CRITIQUE – Le début d’un temps nouveau ?
Natasha Henry (Missia), dans La veuve joyeuse, Opéra bouffe du Québec, 2025
C’était un soir de double première à l’Opéra Bouffe du Québec ! Première représentation de La veuve joyeuse, valeur sûre du répertoire, et première présence dans la fosse du nouveau directeur musical et artistique de l’OBQ, Julien Patenaude… une valeur sûre à sa façon ! En effet, le chef d’orchestre débutant peut se vanter d’une feuille de route fort impressionnante. Né dans une famille de musiciens, il étudie le violon, le chant, fait un bout de carrière en tant que baryton soliste, avant de co-fonder le quatuor vocal Quartom et de compléter une formation en écriture à l’École Nationale de l’Humour. Avec cette carrière sous le signe du rire et de la musique, Julien Patenaude est tout à fait à sa place ici. Sa direction attentive et compétente s’est sûrement assouplie au cours des représentations subséquentes.

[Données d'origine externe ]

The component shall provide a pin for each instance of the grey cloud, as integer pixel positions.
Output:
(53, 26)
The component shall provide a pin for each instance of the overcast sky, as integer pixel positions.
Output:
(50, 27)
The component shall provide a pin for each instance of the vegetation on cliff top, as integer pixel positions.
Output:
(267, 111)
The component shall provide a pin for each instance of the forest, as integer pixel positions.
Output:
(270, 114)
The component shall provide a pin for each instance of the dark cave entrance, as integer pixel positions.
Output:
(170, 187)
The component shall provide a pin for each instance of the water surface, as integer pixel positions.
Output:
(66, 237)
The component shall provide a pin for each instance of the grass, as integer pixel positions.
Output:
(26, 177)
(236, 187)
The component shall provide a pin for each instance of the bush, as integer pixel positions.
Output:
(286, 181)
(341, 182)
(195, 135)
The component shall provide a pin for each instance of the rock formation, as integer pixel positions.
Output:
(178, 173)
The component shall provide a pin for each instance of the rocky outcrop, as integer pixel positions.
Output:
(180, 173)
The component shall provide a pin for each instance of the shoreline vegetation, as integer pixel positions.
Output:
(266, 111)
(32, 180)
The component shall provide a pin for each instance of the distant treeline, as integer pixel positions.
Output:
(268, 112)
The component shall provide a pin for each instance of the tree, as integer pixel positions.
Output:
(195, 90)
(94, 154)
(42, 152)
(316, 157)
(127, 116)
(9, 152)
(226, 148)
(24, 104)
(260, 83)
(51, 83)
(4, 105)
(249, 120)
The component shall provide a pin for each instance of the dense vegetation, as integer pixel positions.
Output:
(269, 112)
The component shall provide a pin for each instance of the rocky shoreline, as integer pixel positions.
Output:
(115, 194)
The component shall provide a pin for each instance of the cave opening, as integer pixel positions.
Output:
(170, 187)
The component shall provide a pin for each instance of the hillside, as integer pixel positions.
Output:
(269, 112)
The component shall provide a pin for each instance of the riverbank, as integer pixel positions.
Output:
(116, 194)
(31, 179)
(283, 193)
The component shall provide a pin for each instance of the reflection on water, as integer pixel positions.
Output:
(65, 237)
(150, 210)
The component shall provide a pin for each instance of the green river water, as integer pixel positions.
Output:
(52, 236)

On devine qu’il n’a pas eu le temps, depuis son arrivée en poste, d’imprimer sa marque sur la compagnie lavalloise. En tout cas, le spectacle auquel on a assisté le soir de la première est en tout point comparable à ceux des années précédentes, avec les mêmes grandes qualités et les mêmes petits défauts… mais serait-il permis de rêver à mieux encore pour les années à venir ?

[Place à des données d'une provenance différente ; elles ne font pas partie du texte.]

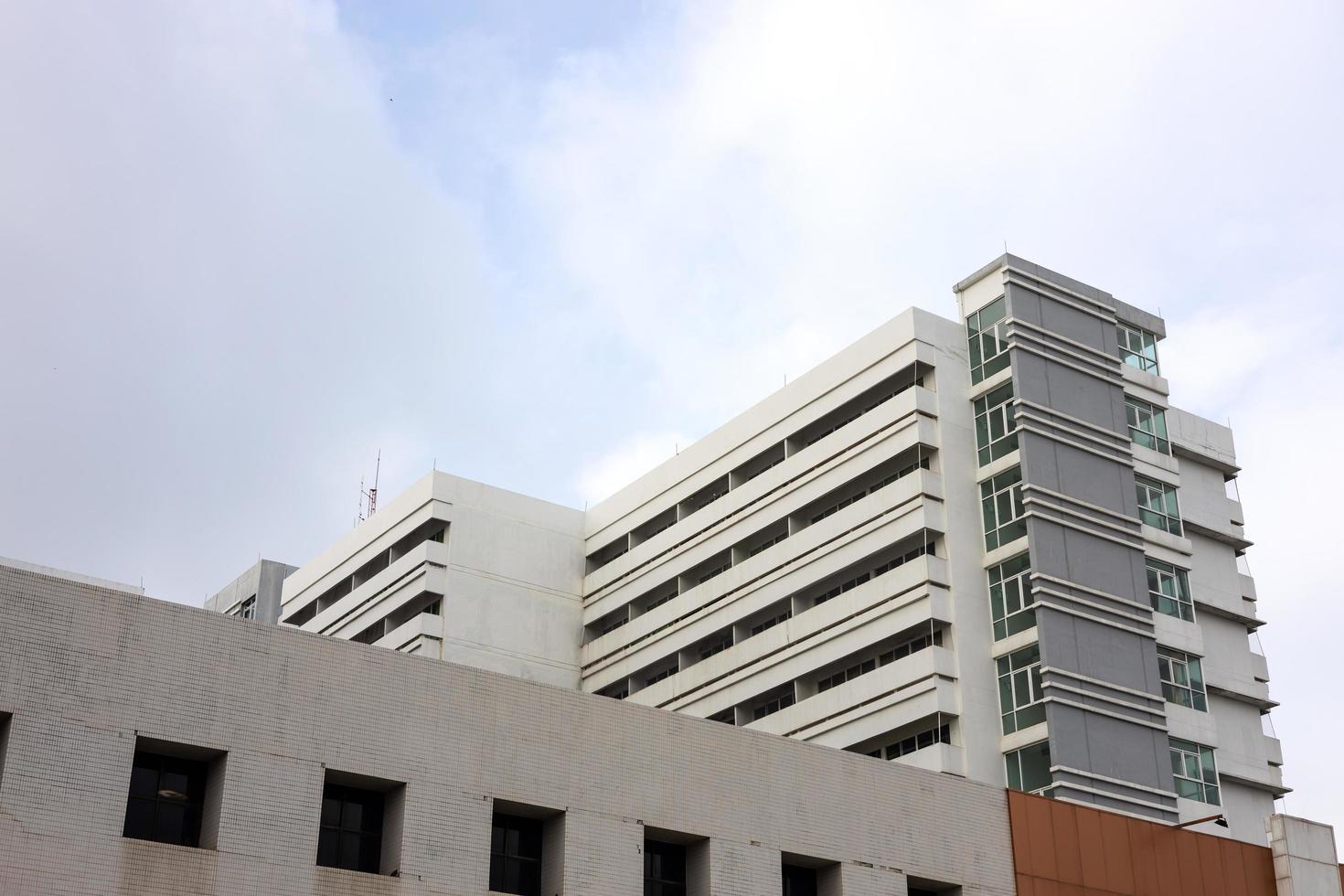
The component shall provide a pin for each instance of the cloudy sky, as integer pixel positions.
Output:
(243, 248)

Un des plaisirs de la soirée, c’est de regarder évoluer les choristes, enthousiastes et énergiques ! Il faut les voir tourner au rythme de la valse du premier acte, tout en chantant les harmonies quand même raffinées de Lehár, et on admire leur aplomb dans la danse folklorique de l’acte 2, mise au point par Geneviève Lauzon, agrémentée des flamboyants costumes de Diana Ratycz.

La veuve joyeuse, Opéra bouffe du Québec, 2025
L’autre plaisir évident, c’est de découvrir de nouveaux artistes lyriques. L’OBQ a le mérite de donner leur chance à plusieurs jeunes interprètes. Ici, c’est Natasha Henry qui se révèle dans le rôle-titre, dont elle possède toutes les qualités, à commencer par une belle voix dont elle se sert avec intelligence, et une aisance en scène à laquelle il ne manque qu’un peu d’expérience pour atteindre la pleine mesure du personnage.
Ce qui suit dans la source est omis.